I did 3 conversions, 2 on Toyotas and 1 on a Ford Crown Vic. Doing my research, the best compressor oil to use in retrofits is the ester POE oil. PAG oil is more sensitive if any of the R-12 oil is still in the compressor or lines, and ester POE oil is more forgiving. Also, ester POE oil only has one weight, PAG has different weights. It is good to do the flushing and replace the receiver/dryer. Also replace the orifice tube. Cheap insurance, since the system is going to be opened up.
Also, I agree with Tester that those are mufflers to quiet the pulses from the compressor. You should be able the keep them when they refit the rubber lines.
Yes they are designed to absorb pulsations from your compressor.
No, if you eliminate them, it will allow your lines to vibrate severely and shorten their life.
If you fix the leaks, your system will run much more reliably with R-12. R-12 is still available. No, you can’t buy it at Wal-Mart, but it is still available and it’s the most reliable refrigerant you can use. I use it in my classic vehicles because it works better and I don’t have to worry about a burnout.
Retrofits are a crap shoot. The question is not if you will run into a burnout, it’s when will you run into a burnout.
609 MVAC tech
I want to thank you all for your comments. You all have given me some good food for thought. I like the fact about keeping my 1977 B300 van’s R-12 AC system as designed and will give it some additonal consideration. I am torn though. I like the fact that I can work the entire R-134 conversion myself including the recharge. Although I can do most of the work on an R-12 repair myself, the price of getting a full R-12 charge is out of sight!
Aside from the bad hoses, the other reason I need to open the AC system is to properly repair the fan/evaporator housing. Apparently, sometime during the van’s 30 year lifetime, the condensate drain got clogged, water pooled in the housing and rusted out a good portion of the bottom and side sending most of the hot/cold air into the engine compartment (not very efficient). Since I am that far in the system, I even considered replacing the evaporator coil while I am at it.
Anyway, based on reading some of the posts below I have two additional questions:
Some of you suggested (when renewing my AC hoses) to flush out and reuse my existing in-line mufflers. If I find that they are full of rust (meaning the baffles inside are gone) would anyone know of a company that sells new ones?
If I went the R-134 conversion route, several of you agreed that a system flush should be performed and the drier/reciever and orifice should be replaced. Would I also need to change out the pressure switch and thermoexpansion valve?
Thanks for your help,
If the system is operational, there should be no rust in the mufflers because there’s no air/moisture in the system., and the refrigerant oil coats the inside of the mufflers.
Anytime a conversion from R12 to R134a is performed, the system must be flushed to remove the minerial oil used in the R12 system.
Replace the reciever/drier because the desiccant material in the R12 component is not compatible with R134a.
The system will have either an orifice tube or an expansion valve. Not both. If it has an orifice tube replace it with a variable orifice tube. If it has an expansion valve it’s a good idea to replace it while the system is apart. Doing either of these will insure you get the best performance from the AC system after the conversion.
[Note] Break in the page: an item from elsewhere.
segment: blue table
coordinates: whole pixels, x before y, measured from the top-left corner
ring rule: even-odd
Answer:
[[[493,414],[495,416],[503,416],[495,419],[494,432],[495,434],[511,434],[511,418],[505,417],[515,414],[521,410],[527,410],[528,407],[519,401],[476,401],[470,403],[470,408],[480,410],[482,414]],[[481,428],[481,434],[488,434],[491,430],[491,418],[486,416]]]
No pressure switches need to be replaced.
Aproached another way, have you considered what you would gain buy moving into a vehicle that was R134A equipped when new?
For me a repair/conversion such as this puts the vehicle in the “time to retire” catagory (others may differ, I acknowledge their viewpoint).
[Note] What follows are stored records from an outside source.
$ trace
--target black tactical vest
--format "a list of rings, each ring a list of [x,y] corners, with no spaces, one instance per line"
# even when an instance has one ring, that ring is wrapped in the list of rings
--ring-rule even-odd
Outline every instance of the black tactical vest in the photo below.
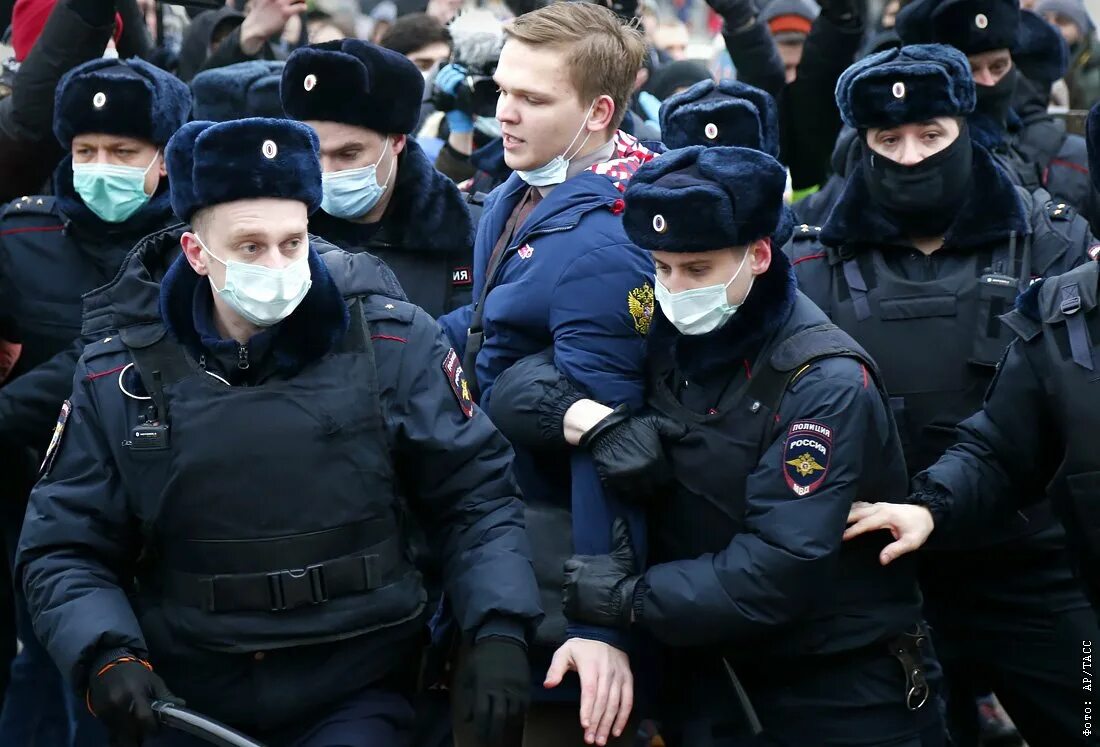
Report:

My rule with functioning R12 systems is keep it charged until a component failure happens.
What price have you been quoted by a shop to simply bring the charge level up to spec.? Are we really dealing with a system that has a leak greater than allowed when the system was designed?
I do see that you need some evaporator housing repair, another reason to move on to a different vehicle as I believe it would be hard to find a buyer that would part with over $200.00 in cash for your 1977 Dodge van.